Ознакомительная версия.
– Я действительно слышал об этом, – поколебавшись, ответил Томас. – У короля Якова были фавориты-мужчины среди придворных. Они являлись, так сказать, особенными друзьями. Думаю, что их было Несколько.
В уголках рта миссис Уильямс появилось некое подобие улыбки.
– Ну ладно, – тихо произнесла она, – тогда все в порядке.
В середине августа, несмотря на заявления новых свидетелей, судья Оливер отклонил ходатайство Уильямса о повторном, третьем, судебном разбирательстве. Сонни Зейлер, не теряя времени, объявил о своем решении подать апелляцию в следующую инстанцию – Верховный суд Джорджии. Через несколько недель окружной прокурор Лоутон был переизбран на свой пост, сохранив, таким образом, возможность вмешиваться в дело на любом этапе.
Когда эти дурные вести дошли до Уильямса, он позвонил на аукцион Кристи в Женеву и заказал портсигар Фаберже, принадлежавший некогда Эдуарду Седьмому.
– Эта покупка обойдется мне в пятнадцать тысяч долларов, которые могли бы понадобиться мне для других целей, – сказал он, – но все же, делая эту покупку, я начинаю лучше себя чувствовать. Пожалуй, я единственный человек, который покупает Фаберже, сидя в тюремной камере.
Чтобы убедить себя и других в том, что в действительности он вовсе не в тюрьме, Уильямс все чаще и чаще прибегал ко всяческим ухищрениям. Он продолжал делать деловые звонки через Мерсер-хауз, диктовать письма, которые потом перепечатывались. Несколько таких писем было послано в газеты и журналы. Одно даже опубликовали в «Архитектурном дайджесте». Это была заметка по поводу публикации в журнале статьи нью-йоркской светской дамы Брук Астор.
«Восхитительно! – писал Уильямс. – Брук Астор познакомила нас со своим замечательным опытом организации официальных обедов. Ее воспоминания послужат нестареющим руководством по искусству жить. С самыми лучшими пожеланиями несравненной и гостеприимной хозяйке – Джеймс А. Уильямс, Саванна, Джорджия».
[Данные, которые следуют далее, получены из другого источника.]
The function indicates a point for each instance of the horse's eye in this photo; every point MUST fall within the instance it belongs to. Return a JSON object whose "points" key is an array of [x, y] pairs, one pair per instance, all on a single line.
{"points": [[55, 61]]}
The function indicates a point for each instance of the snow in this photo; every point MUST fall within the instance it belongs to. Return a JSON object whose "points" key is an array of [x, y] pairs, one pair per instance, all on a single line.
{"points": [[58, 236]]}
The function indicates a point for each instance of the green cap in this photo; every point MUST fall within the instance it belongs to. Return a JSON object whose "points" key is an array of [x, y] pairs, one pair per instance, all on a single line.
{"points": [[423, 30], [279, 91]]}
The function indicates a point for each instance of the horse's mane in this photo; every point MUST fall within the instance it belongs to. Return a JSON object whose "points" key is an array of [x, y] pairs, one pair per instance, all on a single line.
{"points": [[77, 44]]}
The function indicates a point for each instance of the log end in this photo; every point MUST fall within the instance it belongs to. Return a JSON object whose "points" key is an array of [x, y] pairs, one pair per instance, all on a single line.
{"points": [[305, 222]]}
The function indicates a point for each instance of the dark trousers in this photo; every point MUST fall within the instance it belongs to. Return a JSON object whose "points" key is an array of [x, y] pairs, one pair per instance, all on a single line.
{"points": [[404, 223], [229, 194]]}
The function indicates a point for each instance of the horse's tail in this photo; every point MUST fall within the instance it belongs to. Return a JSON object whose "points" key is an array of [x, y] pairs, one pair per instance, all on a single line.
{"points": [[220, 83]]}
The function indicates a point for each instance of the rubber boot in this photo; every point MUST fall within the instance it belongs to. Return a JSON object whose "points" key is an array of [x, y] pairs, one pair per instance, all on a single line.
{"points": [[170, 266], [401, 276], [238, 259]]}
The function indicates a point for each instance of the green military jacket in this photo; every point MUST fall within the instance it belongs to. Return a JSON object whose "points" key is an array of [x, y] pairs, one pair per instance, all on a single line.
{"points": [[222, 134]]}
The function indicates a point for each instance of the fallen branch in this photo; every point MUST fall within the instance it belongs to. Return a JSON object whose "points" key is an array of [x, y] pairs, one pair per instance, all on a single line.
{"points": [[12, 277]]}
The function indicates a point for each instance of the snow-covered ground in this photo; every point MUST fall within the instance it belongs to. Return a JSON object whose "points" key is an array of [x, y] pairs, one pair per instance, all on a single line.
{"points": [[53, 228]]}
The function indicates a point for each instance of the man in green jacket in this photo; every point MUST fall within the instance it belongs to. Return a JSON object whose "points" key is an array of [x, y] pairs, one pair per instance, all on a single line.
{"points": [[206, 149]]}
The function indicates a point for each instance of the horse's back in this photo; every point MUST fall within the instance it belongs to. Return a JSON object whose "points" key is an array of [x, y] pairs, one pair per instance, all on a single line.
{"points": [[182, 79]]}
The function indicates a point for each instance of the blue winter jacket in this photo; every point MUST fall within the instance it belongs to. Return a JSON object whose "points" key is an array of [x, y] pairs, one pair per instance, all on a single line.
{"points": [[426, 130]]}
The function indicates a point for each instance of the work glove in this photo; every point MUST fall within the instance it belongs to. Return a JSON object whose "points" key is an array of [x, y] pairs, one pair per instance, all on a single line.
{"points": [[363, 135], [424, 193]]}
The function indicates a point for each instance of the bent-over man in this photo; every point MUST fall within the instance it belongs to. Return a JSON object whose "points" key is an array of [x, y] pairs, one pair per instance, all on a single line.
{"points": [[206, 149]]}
В своем письме Джим ни словом не обмолвился, что находится в тюрьме. «Это вопрос выживания, – говорил он. – Я внушаю себе, по крайней мере, в воображении, что я не здесь».
Однако, куда бы ни уносило сознание дух Джима Уильямса, но уже ранней осенью стало ясно, что тело его вряд ли покинет тюремную камеру до Рождества. В светском календаре Саванны снова образуется зияющий провал в день накануне бала дебютанток, в день, официально зарезервированный под Рождественский вечер Уильямса. Мне вспомнилась Лайла Мэйхью с ее жалобами на то, что в этот вечер ей будет решительно нечем заняться. Припомнил я и ее рассказ о чернокожей портнихе, говорившей, что в тот день бывает бал черных дебютанток. Чем больше я думал об этом, тем больше долг бытописателя нашептывал мне на ухо, что я просто обязан как можно подробнее разузнать об этом бале, если повезет, то и получить приглашение на него.
У чернокожих жителей Саванны была своя традиция бала дебютанток, насчитывавшая около сорока лет. Спонсировал проведение этого бала ученый совет «Альфа-фи-альфа» – черное братство Саваннского государственного колледжа. В общенациональном масштабе «Альфа-фи-альфа» являлась старейшей организацией черных учащихся и выпускников колледжей, возникшей в начале нашего столетия в Корнуоллском университете. Цели этого братства были более значительными, чем позволял предположить его девиз: «За больший и лучший негритянский бизнес», характерный для необразованной части черного населения. Действительно, в ученый совет Саванны входили шестьдесят пять человек, а в общегородское правление – только пятнадцать, да и активность первого была существенно выше.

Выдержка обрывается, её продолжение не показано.